Half the problem the language faces is it's continued lack of visibility in our country. Yes, it's on the road signs, and there may be a little in your local post office and if you're really lucky, your bank. But otherwise it's invisible to the vast majority of the population the vast majority of the time. If the employee in question was working in a shop where Welsh was a visible as English, in a town and in a country where she saw Welsh everywhere, every day, then she would have been much more aware that she was in a Welsh-speaking environment where it is perfectly normal for people to start a conversation in Welsh. Her attitude, and that of the thousands of others who are ignorant of the language would change - surely even you can see that that can only be a good thing?

Banksy said...

I agree, but I can't quite see how one employee's ignorance is indicative of company policy.

You cannot legislate away individual stupidity.

By all means make Welsh more visible, and that is CYI should be aiming to do, rather than frittereing away its energies on relatively minor slights to the language.

Aled said...

You cannot legislate away individual stupidity.

True, but you can legislate to create a luinguistic environment where such ignorance of Welsh would be impossible.

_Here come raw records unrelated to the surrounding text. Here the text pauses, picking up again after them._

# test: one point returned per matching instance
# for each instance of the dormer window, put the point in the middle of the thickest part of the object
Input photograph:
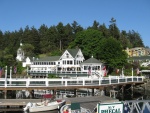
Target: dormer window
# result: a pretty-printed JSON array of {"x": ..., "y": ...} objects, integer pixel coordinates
[{"x": 67, "y": 55}]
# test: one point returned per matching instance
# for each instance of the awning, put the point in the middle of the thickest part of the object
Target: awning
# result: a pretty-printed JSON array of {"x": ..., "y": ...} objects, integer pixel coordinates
[
  {"x": 47, "y": 96},
  {"x": 75, "y": 106}
]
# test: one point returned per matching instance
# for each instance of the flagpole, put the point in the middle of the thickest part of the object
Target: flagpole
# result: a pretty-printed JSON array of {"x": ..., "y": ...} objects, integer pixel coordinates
[
  {"x": 132, "y": 71},
  {"x": 6, "y": 76}
]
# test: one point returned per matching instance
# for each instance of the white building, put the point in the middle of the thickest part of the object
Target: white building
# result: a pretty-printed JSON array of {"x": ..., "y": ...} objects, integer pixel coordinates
[{"x": 71, "y": 62}]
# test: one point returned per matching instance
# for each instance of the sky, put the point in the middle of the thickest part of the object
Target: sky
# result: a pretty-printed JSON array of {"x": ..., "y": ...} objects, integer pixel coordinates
[{"x": 129, "y": 14}]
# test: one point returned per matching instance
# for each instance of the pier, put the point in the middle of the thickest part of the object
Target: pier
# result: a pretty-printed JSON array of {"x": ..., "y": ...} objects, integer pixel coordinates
[{"x": 63, "y": 83}]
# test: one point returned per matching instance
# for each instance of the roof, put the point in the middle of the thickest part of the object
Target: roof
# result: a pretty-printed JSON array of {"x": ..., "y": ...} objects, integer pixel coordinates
[
  {"x": 139, "y": 58},
  {"x": 92, "y": 60},
  {"x": 51, "y": 58},
  {"x": 73, "y": 52}
]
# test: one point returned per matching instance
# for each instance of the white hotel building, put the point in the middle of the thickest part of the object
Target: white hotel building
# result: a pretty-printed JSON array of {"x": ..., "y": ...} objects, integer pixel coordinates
[{"x": 71, "y": 63}]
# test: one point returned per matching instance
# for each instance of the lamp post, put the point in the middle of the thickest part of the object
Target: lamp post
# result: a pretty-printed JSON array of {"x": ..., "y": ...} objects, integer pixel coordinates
[
  {"x": 10, "y": 72},
  {"x": 6, "y": 76},
  {"x": 132, "y": 72},
  {"x": 6, "y": 72}
]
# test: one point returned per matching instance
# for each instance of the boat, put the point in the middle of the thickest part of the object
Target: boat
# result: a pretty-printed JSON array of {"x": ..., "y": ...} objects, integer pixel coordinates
[
  {"x": 73, "y": 108},
  {"x": 49, "y": 103}
]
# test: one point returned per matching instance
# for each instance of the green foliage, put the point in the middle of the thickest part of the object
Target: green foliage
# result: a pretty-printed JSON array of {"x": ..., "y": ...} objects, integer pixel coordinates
[
  {"x": 88, "y": 41},
  {"x": 52, "y": 40},
  {"x": 110, "y": 50}
]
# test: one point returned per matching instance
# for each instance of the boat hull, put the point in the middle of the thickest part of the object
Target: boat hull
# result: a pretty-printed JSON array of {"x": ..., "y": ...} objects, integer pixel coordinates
[{"x": 46, "y": 107}]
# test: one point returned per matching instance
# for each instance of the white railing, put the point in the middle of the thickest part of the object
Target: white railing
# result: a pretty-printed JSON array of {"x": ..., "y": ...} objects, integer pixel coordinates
[
  {"x": 137, "y": 106},
  {"x": 59, "y": 82}
]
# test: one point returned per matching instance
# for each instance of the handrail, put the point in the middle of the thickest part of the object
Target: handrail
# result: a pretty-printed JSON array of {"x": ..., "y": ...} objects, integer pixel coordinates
[{"x": 83, "y": 81}]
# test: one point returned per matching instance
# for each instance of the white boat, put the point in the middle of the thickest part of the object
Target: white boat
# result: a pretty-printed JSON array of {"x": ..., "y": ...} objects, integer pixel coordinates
[
  {"x": 46, "y": 105},
  {"x": 73, "y": 108}
]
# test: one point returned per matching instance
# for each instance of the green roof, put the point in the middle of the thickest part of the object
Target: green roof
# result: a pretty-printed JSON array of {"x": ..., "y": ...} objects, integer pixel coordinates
[
  {"x": 92, "y": 60},
  {"x": 51, "y": 58},
  {"x": 73, "y": 52}
]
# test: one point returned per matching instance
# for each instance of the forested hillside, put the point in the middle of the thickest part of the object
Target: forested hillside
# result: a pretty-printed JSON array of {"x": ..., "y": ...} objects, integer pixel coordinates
[{"x": 53, "y": 40}]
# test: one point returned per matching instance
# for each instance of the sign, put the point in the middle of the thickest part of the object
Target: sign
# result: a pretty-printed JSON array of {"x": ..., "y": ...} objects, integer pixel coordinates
[{"x": 110, "y": 107}]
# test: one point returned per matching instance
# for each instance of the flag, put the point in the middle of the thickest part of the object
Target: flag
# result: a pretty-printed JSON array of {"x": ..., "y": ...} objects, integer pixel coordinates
[
  {"x": 0, "y": 72},
  {"x": 104, "y": 69},
  {"x": 89, "y": 70},
  {"x": 137, "y": 71},
  {"x": 117, "y": 71},
  {"x": 15, "y": 69},
  {"x": 126, "y": 108}
]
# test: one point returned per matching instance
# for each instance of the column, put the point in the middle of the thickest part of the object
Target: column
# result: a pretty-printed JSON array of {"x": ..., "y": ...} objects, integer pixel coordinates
[
  {"x": 92, "y": 91},
  {"x": 10, "y": 75},
  {"x": 5, "y": 94},
  {"x": 123, "y": 92},
  {"x": 75, "y": 93}
]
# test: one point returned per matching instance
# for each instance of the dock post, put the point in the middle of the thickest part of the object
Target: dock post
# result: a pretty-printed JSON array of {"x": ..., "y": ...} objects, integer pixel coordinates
[
  {"x": 5, "y": 94},
  {"x": 123, "y": 92},
  {"x": 75, "y": 92},
  {"x": 132, "y": 91}
]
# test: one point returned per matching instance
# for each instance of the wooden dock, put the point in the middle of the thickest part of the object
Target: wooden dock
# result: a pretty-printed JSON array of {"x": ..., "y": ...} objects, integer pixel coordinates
[{"x": 88, "y": 102}]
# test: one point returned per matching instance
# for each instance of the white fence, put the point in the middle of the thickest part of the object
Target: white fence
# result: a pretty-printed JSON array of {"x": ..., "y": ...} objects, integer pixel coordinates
[{"x": 59, "y": 82}]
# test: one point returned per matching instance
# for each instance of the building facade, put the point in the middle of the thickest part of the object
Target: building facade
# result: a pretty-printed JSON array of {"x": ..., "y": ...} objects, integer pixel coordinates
[
  {"x": 137, "y": 51},
  {"x": 71, "y": 61}
]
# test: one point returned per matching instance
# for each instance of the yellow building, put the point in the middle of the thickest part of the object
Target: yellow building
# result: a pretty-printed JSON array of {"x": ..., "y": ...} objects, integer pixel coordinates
[{"x": 137, "y": 51}]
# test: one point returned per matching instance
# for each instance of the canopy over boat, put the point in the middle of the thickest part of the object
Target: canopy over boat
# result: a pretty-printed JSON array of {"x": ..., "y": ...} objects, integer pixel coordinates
[{"x": 47, "y": 96}]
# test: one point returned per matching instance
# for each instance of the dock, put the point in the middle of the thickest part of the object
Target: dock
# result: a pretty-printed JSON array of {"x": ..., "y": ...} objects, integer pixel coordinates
[{"x": 88, "y": 102}]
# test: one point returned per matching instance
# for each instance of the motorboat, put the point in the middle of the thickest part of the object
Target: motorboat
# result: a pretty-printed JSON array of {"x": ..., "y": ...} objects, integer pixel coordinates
[
  {"x": 73, "y": 108},
  {"x": 47, "y": 104}
]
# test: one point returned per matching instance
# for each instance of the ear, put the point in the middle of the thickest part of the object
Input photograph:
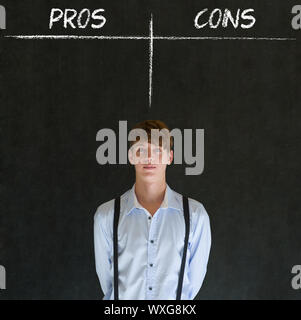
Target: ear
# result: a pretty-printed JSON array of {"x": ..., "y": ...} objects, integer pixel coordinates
[{"x": 130, "y": 155}]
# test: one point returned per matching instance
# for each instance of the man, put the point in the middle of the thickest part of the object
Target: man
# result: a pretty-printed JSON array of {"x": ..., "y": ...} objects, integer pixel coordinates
[{"x": 151, "y": 231}]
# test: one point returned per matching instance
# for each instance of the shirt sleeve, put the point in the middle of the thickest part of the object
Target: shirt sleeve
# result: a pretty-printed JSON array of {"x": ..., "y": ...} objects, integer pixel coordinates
[
  {"x": 102, "y": 255},
  {"x": 199, "y": 250}
]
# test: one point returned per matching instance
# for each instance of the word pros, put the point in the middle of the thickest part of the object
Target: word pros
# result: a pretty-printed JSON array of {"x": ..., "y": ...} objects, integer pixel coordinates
[
  {"x": 296, "y": 21},
  {"x": 2, "y": 278},
  {"x": 218, "y": 17},
  {"x": 72, "y": 18},
  {"x": 2, "y": 17}
]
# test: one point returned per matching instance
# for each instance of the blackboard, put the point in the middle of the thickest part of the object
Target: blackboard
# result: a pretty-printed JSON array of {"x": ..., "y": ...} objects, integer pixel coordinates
[{"x": 243, "y": 89}]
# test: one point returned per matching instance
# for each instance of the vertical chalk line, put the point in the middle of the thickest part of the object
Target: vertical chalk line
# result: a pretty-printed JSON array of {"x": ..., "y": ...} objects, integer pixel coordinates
[{"x": 151, "y": 48}]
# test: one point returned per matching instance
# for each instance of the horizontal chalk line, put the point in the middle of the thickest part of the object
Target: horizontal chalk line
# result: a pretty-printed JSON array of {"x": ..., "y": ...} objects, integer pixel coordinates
[{"x": 70, "y": 37}]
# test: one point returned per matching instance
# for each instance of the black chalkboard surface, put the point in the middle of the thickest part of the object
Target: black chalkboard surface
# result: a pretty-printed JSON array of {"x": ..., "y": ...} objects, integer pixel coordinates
[{"x": 241, "y": 85}]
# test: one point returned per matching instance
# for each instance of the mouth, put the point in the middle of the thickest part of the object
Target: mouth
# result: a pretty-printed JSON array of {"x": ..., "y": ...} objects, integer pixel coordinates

By all means make Welsh more visible, and that is CYI should be aiming to do, rather than frittereing away its energies on relatively minor slights to the language.

You're missing the point. CYI are using the Blacks case as an example of why a new Welsh Language Act is needed. Its not wasting its time on a minor slight, but publicising that slight as sympomatic of why the current situation is unacceptable because of the ignorace of Welsh it allows within large sections of the population. It is innumerable 'small' cases like this that make up the very big problem that a new Act would help tackle.

Banksy said...

How?

Aled said...

How?

I refer you to my first comment here:

"Half the problem the language faces is it's continued lack of visibility in our country. Yes, it's on the road signs, and there may be a little in your local post office and if you're really lucky, your bank. But otherwise it's invisible to the vast majority of the population the vast majority of the time. If the employee in question was working in a shop where Welsh was a visible as English, in a town and in a country where she saw Welsh everywhere, every day, then she would have been much more aware that she was in a Welsh-speaking environment where it is perfectly normal for people to start a conversation in Welsh. Her attitude, and that of the thousands of others who are ignorant of the language would change"

Martin S said...

But Banksy, you noticed it. Indeed, you have commented on it and given them more publicity.

Therefore their demonstration worked. And as it is part of a large chain with branches throughout the Uk it is not "one small shop."

Banksy said...

Commenting on a blog post that's more than a year old? Slight misnomer Thatsnews?

I refer you to the column and my comments - the ignorance of one employee is not indicative of company policy, no matter how large or small.

As to whether my commenting on it makes it a success, that rather depends on whether you believe the old adage about there being no such thing as bad publicity.